The period of oscillation of a spring-and-mass system is 0.56 s and the amplitude is 4.1 cm. What is the magnitude of the acceleration at the point of maximum extension of the spring?
m/s2
To find the magnitude of the acceleration at the point of maximum extension of the spring, we'll need to use the formula for the acceleration of an object undergoing simple harmonic motion (SHM).

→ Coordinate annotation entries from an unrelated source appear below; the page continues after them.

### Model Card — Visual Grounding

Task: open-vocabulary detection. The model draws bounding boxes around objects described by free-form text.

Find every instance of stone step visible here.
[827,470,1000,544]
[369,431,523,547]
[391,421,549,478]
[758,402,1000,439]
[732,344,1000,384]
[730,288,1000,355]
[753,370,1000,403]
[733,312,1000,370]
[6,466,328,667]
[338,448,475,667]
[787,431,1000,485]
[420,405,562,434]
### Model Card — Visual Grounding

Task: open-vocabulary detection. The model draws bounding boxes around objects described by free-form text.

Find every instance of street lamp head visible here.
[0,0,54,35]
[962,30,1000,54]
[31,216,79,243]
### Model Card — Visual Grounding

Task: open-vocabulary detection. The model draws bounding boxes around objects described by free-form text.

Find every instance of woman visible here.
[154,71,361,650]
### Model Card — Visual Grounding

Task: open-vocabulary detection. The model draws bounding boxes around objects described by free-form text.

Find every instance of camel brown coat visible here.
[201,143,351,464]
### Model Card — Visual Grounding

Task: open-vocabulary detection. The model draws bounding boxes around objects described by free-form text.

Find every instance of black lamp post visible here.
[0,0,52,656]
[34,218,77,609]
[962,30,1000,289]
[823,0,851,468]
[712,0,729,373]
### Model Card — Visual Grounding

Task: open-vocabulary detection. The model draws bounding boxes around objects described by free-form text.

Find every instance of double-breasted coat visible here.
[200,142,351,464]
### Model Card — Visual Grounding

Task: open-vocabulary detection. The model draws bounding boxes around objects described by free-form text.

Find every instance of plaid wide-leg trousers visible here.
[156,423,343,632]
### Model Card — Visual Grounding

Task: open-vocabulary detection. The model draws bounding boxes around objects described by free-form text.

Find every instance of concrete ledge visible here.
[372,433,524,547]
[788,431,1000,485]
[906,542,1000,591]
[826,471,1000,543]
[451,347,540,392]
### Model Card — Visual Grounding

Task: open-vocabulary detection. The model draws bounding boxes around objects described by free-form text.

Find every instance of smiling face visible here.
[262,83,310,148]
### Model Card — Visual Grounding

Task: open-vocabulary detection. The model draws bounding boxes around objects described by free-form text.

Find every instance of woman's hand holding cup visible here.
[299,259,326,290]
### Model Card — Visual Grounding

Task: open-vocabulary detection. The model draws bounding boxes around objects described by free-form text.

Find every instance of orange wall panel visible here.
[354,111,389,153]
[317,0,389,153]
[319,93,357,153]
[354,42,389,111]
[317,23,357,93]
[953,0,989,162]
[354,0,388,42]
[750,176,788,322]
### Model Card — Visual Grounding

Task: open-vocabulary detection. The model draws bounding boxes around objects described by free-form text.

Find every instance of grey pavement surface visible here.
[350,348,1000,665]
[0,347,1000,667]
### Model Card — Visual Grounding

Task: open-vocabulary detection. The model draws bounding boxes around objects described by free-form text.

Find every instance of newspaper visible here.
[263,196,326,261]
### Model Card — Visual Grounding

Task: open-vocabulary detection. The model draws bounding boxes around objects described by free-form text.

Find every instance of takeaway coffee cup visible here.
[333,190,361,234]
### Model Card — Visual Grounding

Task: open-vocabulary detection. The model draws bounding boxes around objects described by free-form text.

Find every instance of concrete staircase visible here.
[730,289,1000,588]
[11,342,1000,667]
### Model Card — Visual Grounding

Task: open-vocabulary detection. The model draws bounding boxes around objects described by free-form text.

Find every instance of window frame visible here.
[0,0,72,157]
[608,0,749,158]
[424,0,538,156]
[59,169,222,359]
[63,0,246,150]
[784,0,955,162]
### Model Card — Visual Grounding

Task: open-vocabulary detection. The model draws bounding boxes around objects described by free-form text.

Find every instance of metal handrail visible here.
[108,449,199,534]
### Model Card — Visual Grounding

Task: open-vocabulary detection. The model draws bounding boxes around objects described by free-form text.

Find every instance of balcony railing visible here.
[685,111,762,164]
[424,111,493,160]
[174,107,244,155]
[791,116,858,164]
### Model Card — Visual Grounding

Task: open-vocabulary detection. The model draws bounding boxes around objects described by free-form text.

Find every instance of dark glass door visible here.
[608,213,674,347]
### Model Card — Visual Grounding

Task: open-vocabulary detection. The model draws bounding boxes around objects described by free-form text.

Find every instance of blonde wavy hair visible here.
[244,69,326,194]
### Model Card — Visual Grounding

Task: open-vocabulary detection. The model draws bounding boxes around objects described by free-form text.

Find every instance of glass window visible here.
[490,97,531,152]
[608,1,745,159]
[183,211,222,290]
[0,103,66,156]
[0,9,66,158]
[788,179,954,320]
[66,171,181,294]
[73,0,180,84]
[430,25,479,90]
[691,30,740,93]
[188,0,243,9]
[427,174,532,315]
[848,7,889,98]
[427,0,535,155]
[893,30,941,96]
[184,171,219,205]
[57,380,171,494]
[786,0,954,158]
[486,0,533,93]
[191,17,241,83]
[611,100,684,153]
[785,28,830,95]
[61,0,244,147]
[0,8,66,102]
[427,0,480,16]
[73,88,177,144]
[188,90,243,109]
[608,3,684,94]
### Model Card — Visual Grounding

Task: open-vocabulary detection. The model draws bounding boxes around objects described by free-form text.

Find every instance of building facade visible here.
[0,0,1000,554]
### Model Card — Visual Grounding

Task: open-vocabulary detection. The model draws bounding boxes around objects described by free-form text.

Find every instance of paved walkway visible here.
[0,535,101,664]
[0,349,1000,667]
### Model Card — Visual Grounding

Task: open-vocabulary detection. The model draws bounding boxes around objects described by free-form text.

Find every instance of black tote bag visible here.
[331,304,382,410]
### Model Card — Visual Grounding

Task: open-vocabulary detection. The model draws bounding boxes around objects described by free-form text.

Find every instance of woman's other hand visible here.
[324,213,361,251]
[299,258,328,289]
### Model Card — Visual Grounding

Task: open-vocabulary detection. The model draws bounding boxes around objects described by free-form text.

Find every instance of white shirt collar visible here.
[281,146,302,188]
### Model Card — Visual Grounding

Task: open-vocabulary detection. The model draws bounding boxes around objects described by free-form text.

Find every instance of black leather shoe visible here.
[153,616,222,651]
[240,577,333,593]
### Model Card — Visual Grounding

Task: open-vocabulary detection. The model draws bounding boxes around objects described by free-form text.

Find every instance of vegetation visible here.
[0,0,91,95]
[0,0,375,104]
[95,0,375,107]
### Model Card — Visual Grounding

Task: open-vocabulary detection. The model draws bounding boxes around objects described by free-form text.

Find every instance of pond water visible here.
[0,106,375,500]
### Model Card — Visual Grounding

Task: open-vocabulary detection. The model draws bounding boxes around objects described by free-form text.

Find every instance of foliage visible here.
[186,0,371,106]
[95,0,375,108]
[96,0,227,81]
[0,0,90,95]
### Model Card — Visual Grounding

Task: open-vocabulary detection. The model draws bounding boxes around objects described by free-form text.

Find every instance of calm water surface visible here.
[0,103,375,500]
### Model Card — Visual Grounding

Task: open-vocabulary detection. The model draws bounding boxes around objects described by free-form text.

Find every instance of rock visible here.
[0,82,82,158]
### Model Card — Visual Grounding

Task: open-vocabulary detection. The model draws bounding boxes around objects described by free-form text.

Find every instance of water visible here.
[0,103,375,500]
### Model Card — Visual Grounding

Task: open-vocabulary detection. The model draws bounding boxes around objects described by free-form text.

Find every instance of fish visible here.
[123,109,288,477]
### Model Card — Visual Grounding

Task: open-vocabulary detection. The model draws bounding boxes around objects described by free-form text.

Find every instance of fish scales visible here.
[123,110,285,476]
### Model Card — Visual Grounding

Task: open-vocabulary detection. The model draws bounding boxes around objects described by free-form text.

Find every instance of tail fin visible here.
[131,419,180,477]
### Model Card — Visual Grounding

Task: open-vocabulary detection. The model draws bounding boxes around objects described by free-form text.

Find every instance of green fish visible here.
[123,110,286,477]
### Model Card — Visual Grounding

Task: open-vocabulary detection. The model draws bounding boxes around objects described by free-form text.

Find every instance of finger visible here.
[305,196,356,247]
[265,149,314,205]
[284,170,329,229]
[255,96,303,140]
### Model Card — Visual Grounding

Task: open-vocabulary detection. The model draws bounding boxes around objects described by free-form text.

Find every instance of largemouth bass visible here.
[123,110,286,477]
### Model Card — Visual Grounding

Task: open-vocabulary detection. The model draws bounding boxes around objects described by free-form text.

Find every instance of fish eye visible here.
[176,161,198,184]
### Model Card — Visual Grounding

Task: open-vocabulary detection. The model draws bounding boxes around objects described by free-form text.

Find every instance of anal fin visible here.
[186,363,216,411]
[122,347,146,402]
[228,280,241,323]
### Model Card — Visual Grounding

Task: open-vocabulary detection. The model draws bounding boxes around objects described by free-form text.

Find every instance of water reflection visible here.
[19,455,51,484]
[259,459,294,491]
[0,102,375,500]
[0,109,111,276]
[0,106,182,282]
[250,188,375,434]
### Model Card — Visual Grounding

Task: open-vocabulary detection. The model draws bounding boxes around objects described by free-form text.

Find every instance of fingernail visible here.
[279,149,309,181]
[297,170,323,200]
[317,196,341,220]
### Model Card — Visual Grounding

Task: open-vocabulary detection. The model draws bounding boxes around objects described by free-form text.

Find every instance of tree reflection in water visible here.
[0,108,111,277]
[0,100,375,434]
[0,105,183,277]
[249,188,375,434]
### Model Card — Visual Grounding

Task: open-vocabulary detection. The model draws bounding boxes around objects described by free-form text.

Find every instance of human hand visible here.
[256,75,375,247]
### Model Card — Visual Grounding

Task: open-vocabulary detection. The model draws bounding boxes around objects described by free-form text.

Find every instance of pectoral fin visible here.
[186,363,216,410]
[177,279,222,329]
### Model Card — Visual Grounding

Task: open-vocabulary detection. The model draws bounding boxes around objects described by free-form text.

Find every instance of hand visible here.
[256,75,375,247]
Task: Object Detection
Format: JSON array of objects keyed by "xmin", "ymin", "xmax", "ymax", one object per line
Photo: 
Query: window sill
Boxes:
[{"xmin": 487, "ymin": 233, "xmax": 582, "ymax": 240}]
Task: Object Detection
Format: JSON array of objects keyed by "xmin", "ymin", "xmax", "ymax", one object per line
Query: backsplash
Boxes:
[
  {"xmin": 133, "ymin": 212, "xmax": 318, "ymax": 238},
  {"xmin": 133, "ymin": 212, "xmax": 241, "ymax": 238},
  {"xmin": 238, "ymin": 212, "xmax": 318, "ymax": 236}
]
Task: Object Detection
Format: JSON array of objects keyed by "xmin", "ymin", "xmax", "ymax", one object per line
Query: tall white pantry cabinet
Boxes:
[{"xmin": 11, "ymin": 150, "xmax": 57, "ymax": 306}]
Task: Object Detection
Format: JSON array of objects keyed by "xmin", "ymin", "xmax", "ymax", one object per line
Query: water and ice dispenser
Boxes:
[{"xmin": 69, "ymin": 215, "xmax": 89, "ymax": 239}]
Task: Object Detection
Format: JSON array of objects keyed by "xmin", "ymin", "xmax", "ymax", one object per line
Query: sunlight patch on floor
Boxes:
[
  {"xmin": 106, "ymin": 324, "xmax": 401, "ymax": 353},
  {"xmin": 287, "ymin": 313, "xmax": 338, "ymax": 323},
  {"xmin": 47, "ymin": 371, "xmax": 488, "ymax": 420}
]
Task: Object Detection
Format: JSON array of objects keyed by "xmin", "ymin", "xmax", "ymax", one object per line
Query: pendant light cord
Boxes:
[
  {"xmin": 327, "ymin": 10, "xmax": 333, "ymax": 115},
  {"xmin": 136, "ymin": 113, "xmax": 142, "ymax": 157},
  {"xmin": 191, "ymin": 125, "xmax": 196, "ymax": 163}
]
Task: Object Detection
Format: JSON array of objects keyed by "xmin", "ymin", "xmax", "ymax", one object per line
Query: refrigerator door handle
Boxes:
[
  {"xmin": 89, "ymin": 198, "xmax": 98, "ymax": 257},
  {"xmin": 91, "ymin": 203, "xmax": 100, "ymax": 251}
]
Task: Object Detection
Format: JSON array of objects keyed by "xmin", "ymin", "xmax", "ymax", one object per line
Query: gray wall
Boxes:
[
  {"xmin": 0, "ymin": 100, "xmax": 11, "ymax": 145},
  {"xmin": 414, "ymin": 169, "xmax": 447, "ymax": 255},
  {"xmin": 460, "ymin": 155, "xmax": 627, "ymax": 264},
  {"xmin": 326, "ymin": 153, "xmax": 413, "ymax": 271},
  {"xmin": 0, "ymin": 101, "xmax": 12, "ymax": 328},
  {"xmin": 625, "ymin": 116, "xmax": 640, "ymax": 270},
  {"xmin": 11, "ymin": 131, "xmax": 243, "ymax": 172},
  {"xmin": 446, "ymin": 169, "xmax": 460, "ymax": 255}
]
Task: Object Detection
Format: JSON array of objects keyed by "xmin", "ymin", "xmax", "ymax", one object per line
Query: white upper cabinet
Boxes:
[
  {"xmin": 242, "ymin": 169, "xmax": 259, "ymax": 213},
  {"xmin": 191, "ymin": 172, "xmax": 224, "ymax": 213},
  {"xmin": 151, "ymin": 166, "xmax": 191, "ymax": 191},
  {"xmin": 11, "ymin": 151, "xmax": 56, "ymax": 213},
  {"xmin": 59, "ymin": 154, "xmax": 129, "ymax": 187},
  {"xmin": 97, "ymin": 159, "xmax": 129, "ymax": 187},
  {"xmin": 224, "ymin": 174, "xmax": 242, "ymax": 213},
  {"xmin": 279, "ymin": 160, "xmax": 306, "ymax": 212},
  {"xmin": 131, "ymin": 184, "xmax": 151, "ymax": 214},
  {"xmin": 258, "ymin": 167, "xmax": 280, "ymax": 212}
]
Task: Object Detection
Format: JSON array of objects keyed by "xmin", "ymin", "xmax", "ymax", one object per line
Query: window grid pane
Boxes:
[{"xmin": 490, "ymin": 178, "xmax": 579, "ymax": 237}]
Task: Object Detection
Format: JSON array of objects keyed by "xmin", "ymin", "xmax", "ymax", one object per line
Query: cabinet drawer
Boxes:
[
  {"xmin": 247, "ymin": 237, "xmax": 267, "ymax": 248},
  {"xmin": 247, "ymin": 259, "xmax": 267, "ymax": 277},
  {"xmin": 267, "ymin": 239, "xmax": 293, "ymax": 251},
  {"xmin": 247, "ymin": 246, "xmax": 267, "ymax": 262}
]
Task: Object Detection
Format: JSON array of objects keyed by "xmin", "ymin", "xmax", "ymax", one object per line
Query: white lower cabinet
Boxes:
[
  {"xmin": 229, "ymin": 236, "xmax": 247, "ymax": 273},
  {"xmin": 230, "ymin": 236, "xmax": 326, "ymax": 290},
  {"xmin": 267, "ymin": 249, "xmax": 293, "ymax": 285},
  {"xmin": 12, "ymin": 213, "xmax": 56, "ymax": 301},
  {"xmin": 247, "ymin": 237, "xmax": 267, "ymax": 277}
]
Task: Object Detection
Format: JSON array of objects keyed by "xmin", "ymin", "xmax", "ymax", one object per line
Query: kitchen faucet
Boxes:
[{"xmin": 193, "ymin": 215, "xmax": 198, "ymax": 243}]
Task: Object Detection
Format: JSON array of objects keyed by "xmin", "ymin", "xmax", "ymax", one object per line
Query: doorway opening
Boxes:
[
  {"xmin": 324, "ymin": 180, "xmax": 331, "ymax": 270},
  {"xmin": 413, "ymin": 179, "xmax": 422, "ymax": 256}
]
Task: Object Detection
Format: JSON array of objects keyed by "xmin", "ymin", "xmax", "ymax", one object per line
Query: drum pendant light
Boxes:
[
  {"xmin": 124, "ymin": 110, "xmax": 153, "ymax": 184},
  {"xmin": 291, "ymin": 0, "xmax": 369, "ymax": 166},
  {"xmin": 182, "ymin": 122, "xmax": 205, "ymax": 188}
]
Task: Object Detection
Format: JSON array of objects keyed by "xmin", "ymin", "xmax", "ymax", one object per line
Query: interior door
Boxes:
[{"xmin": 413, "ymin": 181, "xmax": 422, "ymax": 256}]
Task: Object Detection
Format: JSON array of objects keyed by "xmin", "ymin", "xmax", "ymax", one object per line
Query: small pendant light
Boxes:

The formula for the acceleration in SHM is given by:
a = -ω^2 * x
Where:
a = acceleration
ω (omega) = angular frequency
x = displacement from equilibrium position
In this case, since the system is a spring-and-mass system, the angular frequency (ω) can be calculated using the formula:
ω = 2π / T
Where:
T = period of oscillation
Given:
T = 0.56 s (period)
First, we'll calculate the angular frequency (ω):
ω = 2π / T
= 2π / 0.56 s
≈ 11.18 rad/s
Next, we'll calculate the displacement (x) at the point of maximum extension. The amplitude (A) is given as 4.1 cm, and since the maximum displacement occurs at the end of the amplitude, x = A.
x = 4.1 cm
Finally, we can substitute the values into the formula for acceleration (a):
a = -ω^2 * x
= -(11.18 rad/s)^2 * 4.1 cm
Let's convert cm to meters by dividing by 100:
a ≈ -(11.18 rad/s)^2 * 0.041 m
Now we can calculate the magnitude of the acceleration by taking the absolute value:
|a| ≈ |-(11.18 rad/s)^2 * 0.041 m|
Evaluating this expression gives the magnitude of the acceleration at the point of maximum extension of the spring.